La presenza, però, di dati contrastanti su questa associazione nel lungo termine, ha portato ad interrogarsi sulla “direzione” dell’associazione osservata: è l’alcol a ridurre l’attività di malattia o è, piuttosto, l’attività di malattia elevata a spingere alla riduzione del consumo di alcol?

Il dubbio è insorto in quanto, come suggeriscono i ricercatori nell’introduzione allo studio, “…l’assunzione di alcol non è sempre uguale nel corso della vita e si associa a variazioni dello stato di salute e della qualità della vita in altre popolazioni di pazienti (non affette da AR)”.

Di qui il nuovo studio, che si è proposto di identificare i predittori di variazione dell’assunzione di alcol e di valutare l’esistenza di associazioni indipendenti tra il consumo di alcolici da un lato e l’attività di malattia e la mortalità ascrivibili all’AR.

Disegno dello studio e risultati principali
Lo studio è stato condotto utilizzando le informazioni relative a pazienti affetti da AR (relative al periodo 1999-2006) presenti in Forward, un database nazionale Usa per le malattie reumatiche. Forward, più in dettaglio, è un registro di pazienti affetti da malattie reumatologiche, i cui partecipanti avevano compilato, a cadenza semestrale, una survey con domande relative all’assunzione di alcol. L’attività di malattia era stata valutata mediante impiego della scala di valutazione PASII (the Patient Activity Scale II).

I ricercatori hanno recensito 121.280 osservazioni condotte in 16.272 pazienti con AR, identificato i fattori legati con il cambiamento di abitudini legato all’assunzione di alcol e trovato le associazioni tra il consumo di alcol e l’attività di malattia e la mortalità per AR, mediante impiego di modelli matematici e statistici ad hoc.

Scorrendo i risultati, è stato documentato un numero maggiore di interruzioni e minore di inizio di assunzione di alcol nei pazienti con maggiore attività di malattia, età più avanzata, appartenenti al sesso femminile, di etnia non Caucasica, obesi, affetti da più comorbilità, con ridotta QoL, basso livello di istruzione, basso tenore di vita e disabilità lavorativa.

Inoltre, per quanto i modelli matematico-statistici tradizionali abbiano dimostrato che i pazienti che assumevano alcol si caratterizzavano per un PASII più basso e una riduzione della mortalità (OR=0,87; IC95%=0,76-0,98), tali associazioni non sono risultate così evidenti con i modelli più recenti.

Implicazioni dello studio
Nel commentare i risultati, i ricercatori hanno sottolineato come il loro sia stato il primo studio ad aver identificato i fattori associati con l’inizio o l’abbandono dell’assunzione di alcol in pazienti con AR osservato in un follow-up di lunga durata.

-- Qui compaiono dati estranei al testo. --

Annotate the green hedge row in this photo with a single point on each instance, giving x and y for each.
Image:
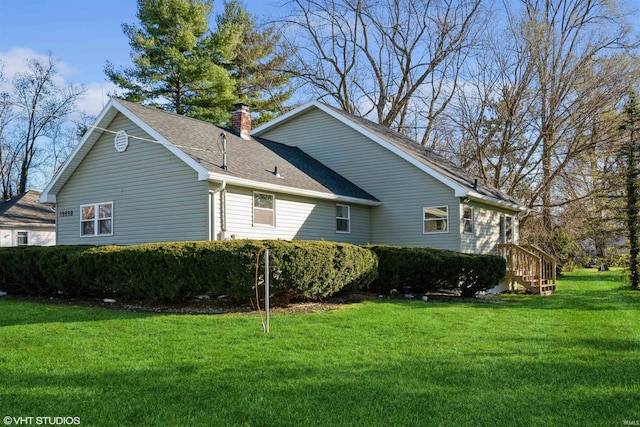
(299, 269)
(174, 271)
(429, 270)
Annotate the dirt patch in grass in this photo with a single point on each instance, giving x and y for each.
(200, 305)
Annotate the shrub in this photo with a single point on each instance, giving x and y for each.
(428, 270)
(174, 271)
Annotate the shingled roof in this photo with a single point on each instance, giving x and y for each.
(255, 159)
(425, 158)
(24, 209)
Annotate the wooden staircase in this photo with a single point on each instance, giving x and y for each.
(529, 267)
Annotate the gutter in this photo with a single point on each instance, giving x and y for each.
(223, 224)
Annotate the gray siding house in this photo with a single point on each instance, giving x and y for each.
(145, 175)
(426, 200)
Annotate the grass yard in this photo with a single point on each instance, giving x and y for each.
(568, 359)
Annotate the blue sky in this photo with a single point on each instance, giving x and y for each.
(82, 34)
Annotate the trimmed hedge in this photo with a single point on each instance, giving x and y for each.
(428, 270)
(299, 269)
(175, 271)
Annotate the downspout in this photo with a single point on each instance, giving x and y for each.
(223, 222)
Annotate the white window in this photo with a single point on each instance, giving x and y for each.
(96, 219)
(506, 224)
(467, 219)
(264, 209)
(343, 219)
(23, 238)
(436, 219)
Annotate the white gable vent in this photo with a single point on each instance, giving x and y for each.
(121, 141)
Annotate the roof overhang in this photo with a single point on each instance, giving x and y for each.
(247, 183)
(459, 190)
(92, 136)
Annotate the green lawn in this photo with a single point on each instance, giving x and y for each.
(568, 359)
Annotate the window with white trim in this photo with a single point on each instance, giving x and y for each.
(96, 219)
(436, 219)
(507, 229)
(22, 238)
(343, 219)
(467, 219)
(264, 212)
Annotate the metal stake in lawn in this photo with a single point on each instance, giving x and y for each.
(266, 291)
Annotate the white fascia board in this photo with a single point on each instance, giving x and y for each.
(203, 173)
(47, 196)
(104, 118)
(247, 183)
(459, 190)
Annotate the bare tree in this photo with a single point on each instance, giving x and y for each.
(542, 97)
(45, 102)
(7, 155)
(396, 61)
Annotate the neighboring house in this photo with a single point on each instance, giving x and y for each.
(23, 221)
(145, 175)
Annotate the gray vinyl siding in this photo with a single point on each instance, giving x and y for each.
(156, 196)
(296, 217)
(487, 231)
(403, 189)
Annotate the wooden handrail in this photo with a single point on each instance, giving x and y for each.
(528, 262)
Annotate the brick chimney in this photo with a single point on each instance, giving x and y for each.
(241, 120)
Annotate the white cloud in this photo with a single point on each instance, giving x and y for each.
(15, 61)
(95, 98)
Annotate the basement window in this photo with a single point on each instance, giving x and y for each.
(96, 219)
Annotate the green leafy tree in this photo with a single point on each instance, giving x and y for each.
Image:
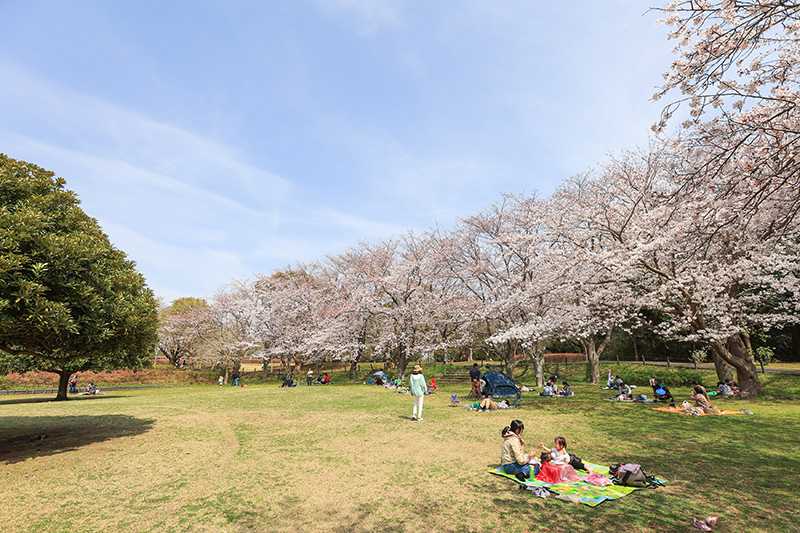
(69, 300)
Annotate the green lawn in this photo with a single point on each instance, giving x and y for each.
(347, 458)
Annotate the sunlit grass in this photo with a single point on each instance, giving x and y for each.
(348, 458)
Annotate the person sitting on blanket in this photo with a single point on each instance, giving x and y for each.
(487, 404)
(513, 459)
(555, 463)
(623, 390)
(663, 394)
(725, 389)
(701, 400)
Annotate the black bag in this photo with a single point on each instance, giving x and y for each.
(632, 475)
(576, 462)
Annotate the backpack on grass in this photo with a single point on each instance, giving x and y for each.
(632, 475)
(576, 462)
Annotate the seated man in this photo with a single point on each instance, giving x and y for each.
(662, 393)
(623, 391)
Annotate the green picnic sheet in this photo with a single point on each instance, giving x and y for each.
(577, 491)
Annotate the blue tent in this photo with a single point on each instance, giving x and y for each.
(498, 385)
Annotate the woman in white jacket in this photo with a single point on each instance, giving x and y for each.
(418, 387)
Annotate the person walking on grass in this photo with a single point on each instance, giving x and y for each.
(418, 387)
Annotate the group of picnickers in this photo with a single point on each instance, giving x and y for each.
(90, 389)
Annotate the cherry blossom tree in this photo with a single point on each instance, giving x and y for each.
(688, 253)
(230, 326)
(181, 328)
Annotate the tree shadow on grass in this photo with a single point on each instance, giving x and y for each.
(25, 437)
(52, 399)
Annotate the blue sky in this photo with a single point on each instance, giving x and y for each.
(215, 140)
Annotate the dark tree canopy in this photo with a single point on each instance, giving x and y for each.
(69, 300)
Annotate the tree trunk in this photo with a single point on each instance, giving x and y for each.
(795, 345)
(735, 353)
(402, 362)
(63, 381)
(592, 361)
(538, 366)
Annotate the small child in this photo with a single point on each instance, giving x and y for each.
(555, 463)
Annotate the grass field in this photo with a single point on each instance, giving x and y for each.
(347, 458)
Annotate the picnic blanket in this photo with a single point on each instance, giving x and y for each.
(576, 491)
(680, 411)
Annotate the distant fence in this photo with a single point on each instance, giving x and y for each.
(102, 389)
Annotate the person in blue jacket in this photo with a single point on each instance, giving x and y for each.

“Lo studio – scrivono i ricercatori nelle conclusioni – ha dimostrato come un’attività di malattia più elevata si associ a sospensione successiva di assunzione di alcol nel corso della vita e ad una probabilità maggiore di rimanere astemi”.

“Queste relazioni – continuano – sono ampiamente spiegate dalla presenza di comorbilità, disabilità e da una riduzione della QoL fisica e mentale nei pazienti che riferiscono maggiore attività di malattia. L’assunzione attiva di alcol e la presenza di variazioni recenti legate alle abitudini di assunzione non sono risultate associate con l’attività di malattia o la mortalità per AR quando si considerano i fattori confondenti, a suggerire l’assenza di un beneficio chiaro derivante dal consumo di quantità moderate di alcol”.

Lo studio – aggiungono – suggerisce, soprattutto ai pazienti astemi, di non aspettarsi che un cambiamento del regime personale di assunzione di alcol in quantità moderata possa avere un impatto rilevante sulla loro attività di malattia legata all’AR e ribadisce un limite comune degli studi osservazionali legati ai temi dell’esposizione a fattori legati all’alimentazione e allo stile di vita: quello delle possibili variazioni di questa esposizione in relazione allo status di salute.

Nicola Casella

Bibliografia
Baker JF et al. Changes in Alcohol Use and Associations with Disease Activity, Health Status, and Mortality in Rheumatoid Arthritis. Arthritis Care Res. 2019;doi:10.1002/acr.23847.